Sleepy Hollow Mayor Ken Wray responded with a message that read, “To say we are puzzled by your statement that you are hoping ‘to reach a resolution of the differences between our two villages’ would be an understatement.” It further noted that, “As far as Sleepy Hollow is concerned, Judge Hubert’s decision has resolved the issues regarding the General Motors development and no one need look further than the Findings statement for clarity.” Sleepy Hollow has also stressed the financial costs of the legal battle to both sides. The combined total for both villages of accumulated legal expenses at the beginning of October was $163,756, dating back to 2007 when an initial legal suit was brought by Tarrytown.

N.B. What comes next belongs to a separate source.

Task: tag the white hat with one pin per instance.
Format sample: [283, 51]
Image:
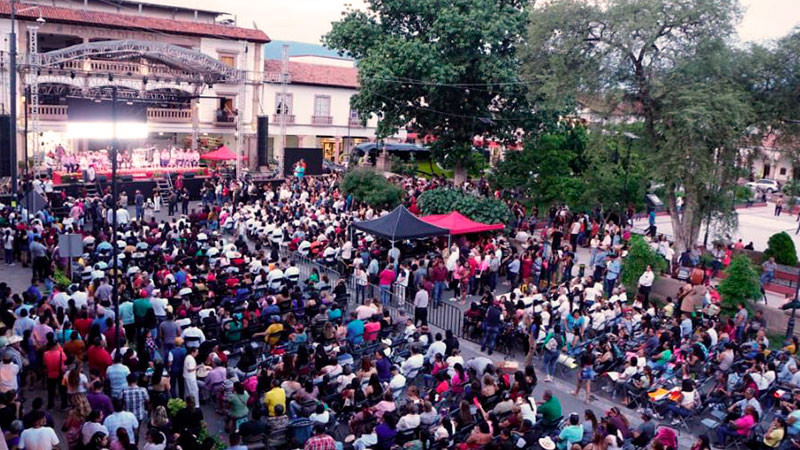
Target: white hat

Of that amount, Tarrytown had paid out almost $98,000 and Sleepy Hollow about $65,000. Mayor Wray is convinced that Tarrytown would lose an appeal of the judicial ruling if it goes through with one.
Even as Tarrytown and Sleepy Hollow remain locked in a feud over the plans for the “Lighthouse Landing” project, there is progress on another environmental front. Further decontamination of the former auto plant area by General Motors is scheduled to begin this month. The work is being done by GM voluntarily as part of the New York Department of Conservation’s Brownfield Cleanup Program. Preparation for the task began in October and it involves dredging up from the river’s bottom nearly an acre of contaminated soil near an old sewer outlet and placing it in a staging area on the land’s western parcel. It will be tested there to determine whether it can be used for landfill or carted off the site. The process will not be completed until early next year, according to the Department of Environmental Conservation.
The clean-up project, as outlined in a DEC Fact Sheet, requires “...the assembly of a water treatment facility, installation of construction office trailers, delivery of construction equipment and installation of storm water erosion controls.” Using a barge near Ichabod’s Landing and land-based cranes, steel sheeting will be placed in the river to facilitate the dredging work along 150 feet of shoreline, upstream and downstream from the sewer outlet. The dredging will scoop up soil as deep as ten feet below the river’s bottom and extend into the Tarrytown Harbor Channel.
Additional decontamination will be required as a developer builds on the former auto plant facility which once employed 4,500 people. The plant was abandoned by GM in 1996 and subsequently torn down. The land’s re-development has been stalled by legal entanglements for more than a decade.